Wenn ihr beten wollt und ihr habt einem anderen etwas vorzuwerfen, dann vergebt ihm, damit auch euer Vater im Himmel euch eure Verfehlungen vergibt.
Markus 11,25 (E)
Eine liebe Kollegin, deren Beiträge ich sehr schätze, schrieb mir auf die Anfrage, ob sie den Monatsspruch im Februar übernehmen könne:
„... der Text geht gar nicht an mich.“ Ich spürte, an mich geht das Jesuswort ganz direkt.
Wie geht es Ihnen, wenn Sie beim „Vater unser“ beten: „... und vergib uns unser Schuld, wie auch wir vergeben unseren Schuldigern“?
Bei jedem Gebet kommt mir ein bestimmter Mensch in den Sinn, dem ich nicht vergeben kann. Sie oder er hat mich ziemlich „über den Tisch gezogen“ und dabei nachhaltig vieles - auch in unserer Familie - durcheinandergebracht. Das hatte nichts mit Gesundheit, Ehe oder dem sehr Privaten zu tun. Nur eben damit, dass ich es nicht fertigbringe, diesem Menschen zu vergeben. Und dass ich als Pfarrer Sonntag für Sonntag anderen Vergebung zuspreche. Wie geht das zusammen?
Ich frage Sie, an wen denken Sie, wenn Sie beten: „... wie auch wir vergeben unseren Schuldigern“? Verstecken Sie sich hinter dem „wir“?
Noch konkreter gefragt: Wenn Sie beten würden: „Vergib mir meine Schuld, wie auch ich vergebe der oder jenem.“ Welcher Name würde sich Ihnen aufdrängen?
Der japanische Theologe Kazoh Kitamori schreibt: „Vergeben heißt vergessen. ,Vergeben kann ich wohl, aber nicht vergessen‘ - dieses ist keine wirkliche Vergebung. Solange wir uns daran erinnern, wie bitter es uns ankam, dem anderen seinen Fehler zu vergeben, und solange wir immer wieder davon reden, so lange ist dies keine wirkliche Vergebung. Dann kann auch der, der die Vergebung empfing, den Frieden nicht wirklich genießen.“ (Theologie des Schmerzes Gottes, S. 37)
Und Albert Schweitzer predigt: „Fassen wir es so: Du sollst dich nicht alsbald gegen jedes Übel, das dir angetan wird, zur Wehr setzen; sondern erziehe dich, dass du Verleumdung, Lüge, Intrige, Schädigung, die gegen dich angehen, als etwas hinnimmst, das kommen muss. Arbeite innerlich an dir, dass du über dies alles hinauskommst. Lerne das große Vergeben der Nichtbeachtung. Bei der Ungerechtigkeit, die dir begegnet, liegt 50 Prozent an den Umständen, 25 Prozent an der Unwissenheit und Gedankenlosigkeit der Menschen und nur 25 an wirklicher Böswilligkeit.

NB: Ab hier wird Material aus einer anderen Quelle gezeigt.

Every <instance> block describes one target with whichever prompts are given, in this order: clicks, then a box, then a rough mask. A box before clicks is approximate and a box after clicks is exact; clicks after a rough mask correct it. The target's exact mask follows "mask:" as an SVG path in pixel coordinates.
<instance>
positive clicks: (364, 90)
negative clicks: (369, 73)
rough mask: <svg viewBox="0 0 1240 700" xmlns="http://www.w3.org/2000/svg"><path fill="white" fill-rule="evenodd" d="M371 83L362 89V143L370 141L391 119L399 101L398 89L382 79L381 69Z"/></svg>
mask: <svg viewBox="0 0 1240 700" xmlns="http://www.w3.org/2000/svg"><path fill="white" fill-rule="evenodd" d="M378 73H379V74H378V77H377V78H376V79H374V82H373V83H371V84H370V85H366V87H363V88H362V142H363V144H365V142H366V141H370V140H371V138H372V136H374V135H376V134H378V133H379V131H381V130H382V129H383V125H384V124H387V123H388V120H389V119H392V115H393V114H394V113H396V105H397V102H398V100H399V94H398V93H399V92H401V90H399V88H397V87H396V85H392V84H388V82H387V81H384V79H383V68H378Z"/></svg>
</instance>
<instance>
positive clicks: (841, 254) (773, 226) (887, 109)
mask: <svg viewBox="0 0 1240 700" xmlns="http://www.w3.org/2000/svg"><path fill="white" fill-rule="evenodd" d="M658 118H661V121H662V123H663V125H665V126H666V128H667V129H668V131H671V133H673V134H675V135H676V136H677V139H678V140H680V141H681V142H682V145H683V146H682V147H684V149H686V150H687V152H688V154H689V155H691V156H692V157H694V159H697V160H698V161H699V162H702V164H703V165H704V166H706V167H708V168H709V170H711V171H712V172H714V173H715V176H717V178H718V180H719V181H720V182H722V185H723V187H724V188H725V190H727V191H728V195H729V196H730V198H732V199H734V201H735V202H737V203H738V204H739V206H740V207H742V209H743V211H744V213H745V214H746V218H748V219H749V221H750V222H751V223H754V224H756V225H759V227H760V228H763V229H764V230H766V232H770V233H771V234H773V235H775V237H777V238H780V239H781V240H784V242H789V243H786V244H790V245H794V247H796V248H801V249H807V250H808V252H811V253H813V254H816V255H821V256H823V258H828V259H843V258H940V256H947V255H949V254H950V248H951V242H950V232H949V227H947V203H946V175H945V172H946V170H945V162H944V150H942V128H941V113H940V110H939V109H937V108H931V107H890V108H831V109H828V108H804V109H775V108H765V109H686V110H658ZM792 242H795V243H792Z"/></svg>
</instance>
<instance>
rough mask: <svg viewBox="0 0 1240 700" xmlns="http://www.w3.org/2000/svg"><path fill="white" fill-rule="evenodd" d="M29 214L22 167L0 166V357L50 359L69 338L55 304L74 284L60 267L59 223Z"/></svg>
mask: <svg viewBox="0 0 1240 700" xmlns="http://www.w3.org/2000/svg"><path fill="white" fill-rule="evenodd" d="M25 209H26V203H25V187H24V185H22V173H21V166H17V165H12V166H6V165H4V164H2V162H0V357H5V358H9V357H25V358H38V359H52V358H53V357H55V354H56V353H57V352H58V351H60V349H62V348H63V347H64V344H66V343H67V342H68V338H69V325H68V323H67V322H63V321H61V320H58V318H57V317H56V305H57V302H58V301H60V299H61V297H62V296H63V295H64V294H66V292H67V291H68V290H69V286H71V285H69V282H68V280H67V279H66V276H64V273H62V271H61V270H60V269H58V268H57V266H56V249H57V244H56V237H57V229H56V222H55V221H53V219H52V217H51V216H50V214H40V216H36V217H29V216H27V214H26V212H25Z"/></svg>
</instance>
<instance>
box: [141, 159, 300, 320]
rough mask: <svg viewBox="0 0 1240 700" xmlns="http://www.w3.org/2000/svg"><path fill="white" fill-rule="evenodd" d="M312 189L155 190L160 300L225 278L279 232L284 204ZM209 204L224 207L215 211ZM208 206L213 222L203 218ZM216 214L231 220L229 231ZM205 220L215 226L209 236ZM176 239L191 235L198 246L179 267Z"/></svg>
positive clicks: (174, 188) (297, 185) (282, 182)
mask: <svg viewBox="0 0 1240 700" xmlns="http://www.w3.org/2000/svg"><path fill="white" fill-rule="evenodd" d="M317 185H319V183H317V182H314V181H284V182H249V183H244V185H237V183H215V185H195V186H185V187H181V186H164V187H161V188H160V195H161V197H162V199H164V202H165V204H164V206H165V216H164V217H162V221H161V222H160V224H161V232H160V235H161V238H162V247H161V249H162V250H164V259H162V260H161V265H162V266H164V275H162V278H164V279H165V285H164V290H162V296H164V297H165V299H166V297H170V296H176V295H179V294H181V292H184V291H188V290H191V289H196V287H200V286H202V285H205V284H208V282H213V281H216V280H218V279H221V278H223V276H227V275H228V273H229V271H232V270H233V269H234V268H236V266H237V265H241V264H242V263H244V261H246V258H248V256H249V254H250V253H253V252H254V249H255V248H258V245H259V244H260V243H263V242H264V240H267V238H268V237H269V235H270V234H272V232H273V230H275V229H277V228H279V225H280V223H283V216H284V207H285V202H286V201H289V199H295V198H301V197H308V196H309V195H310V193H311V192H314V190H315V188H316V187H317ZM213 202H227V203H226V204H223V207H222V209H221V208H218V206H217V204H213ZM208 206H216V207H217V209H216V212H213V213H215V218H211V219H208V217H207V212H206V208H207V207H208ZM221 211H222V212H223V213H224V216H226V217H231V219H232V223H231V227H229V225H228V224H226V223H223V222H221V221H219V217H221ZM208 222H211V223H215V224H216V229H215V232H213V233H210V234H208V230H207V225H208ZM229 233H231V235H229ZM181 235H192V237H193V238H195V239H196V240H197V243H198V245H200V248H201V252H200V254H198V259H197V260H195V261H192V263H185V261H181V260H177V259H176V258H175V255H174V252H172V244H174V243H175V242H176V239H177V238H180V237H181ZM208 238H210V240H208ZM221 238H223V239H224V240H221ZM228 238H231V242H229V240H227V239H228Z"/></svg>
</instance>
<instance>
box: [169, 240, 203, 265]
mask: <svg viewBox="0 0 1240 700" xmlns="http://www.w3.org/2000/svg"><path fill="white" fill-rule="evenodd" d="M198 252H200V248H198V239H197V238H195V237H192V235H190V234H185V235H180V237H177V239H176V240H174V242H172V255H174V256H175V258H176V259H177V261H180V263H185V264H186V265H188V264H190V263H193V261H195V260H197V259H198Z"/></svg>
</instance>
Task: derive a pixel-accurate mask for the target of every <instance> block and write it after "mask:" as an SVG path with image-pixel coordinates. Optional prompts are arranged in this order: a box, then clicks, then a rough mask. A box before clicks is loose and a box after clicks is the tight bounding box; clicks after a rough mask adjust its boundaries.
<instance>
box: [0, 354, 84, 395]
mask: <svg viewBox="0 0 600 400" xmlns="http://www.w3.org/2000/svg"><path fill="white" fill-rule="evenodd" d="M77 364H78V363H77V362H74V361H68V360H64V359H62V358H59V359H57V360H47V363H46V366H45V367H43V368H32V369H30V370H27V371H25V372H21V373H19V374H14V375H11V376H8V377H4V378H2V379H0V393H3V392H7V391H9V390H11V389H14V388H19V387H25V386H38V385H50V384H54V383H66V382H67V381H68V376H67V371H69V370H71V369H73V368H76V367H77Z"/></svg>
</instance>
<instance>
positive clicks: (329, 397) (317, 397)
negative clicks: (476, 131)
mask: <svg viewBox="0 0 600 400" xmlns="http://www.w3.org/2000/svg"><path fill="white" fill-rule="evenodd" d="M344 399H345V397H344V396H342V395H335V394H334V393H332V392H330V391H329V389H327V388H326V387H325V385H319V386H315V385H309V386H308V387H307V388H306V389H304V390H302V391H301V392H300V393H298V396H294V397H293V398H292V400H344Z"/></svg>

Und du selber bist mit verstrickt in gleiche Schädigung der Existenz der anderen Menschen. Bedenke nur eines: Was redest du ungeprüft nach, was man Törichtes und Übles gegen einen Menschen vorbringt! Ziehe ab, was die Umstände an der Ungerechtigkeit und Härte, die dir begegnen, teilhaben; ziehe ab, was die Menschen in Gedankenlosigkeit dir schaden, wie du den andern schadest... Was bleibt noch, worüber du dich empören darfst?“ (Was sollen wir tun? - 12 Predigten zu ethischen Problemen, Lambert Schneider Verlag, Heidelberg, 1986, S. 71f)
Die Gedanken höre ich wohl, verstehe ihre schmerzliche Tiefe. Und doch - es bleibt eine Wunde, die einfach nicht heilen will. Ich weiß, das geht mich direkt an. Und ich meine, ich sei damit nicht allein. Und ich spüre, ich bin lange damit noch nicht fertig.
Ich habe Yad Vashem in Jerusalem besucht, viele Soldatenfriedhöfe weltweit, war mit Schülern in Bergen-Belsen, Theresienstadt oder Lidice, hatte über 700 Verstorbene zu bestatten und habe dabei versucht, Gräber und Gräben zu schließen. Konnte eine ganze Reihe von Geschiedenen mit neuen Partnerinnen und Partnern glücklich wieder trauen.
Und kann dem einen Menschen nicht vergeben.
Vergebung muss echt sein, muss Mark und Bein haben, muss Traum und Tag umfassen. Die Seele lässt sich nicht umpolen. Ich bin kein Automat. Der „reset“ funktioniert nicht, bislang auch kein „update“.
Wie geht es Ihnen?
Vielleicht bleibt am Ende die bescheidene, unbeholfene, ehrliche Bitte: Vergib mir, dass ich nicht vergeben konnte?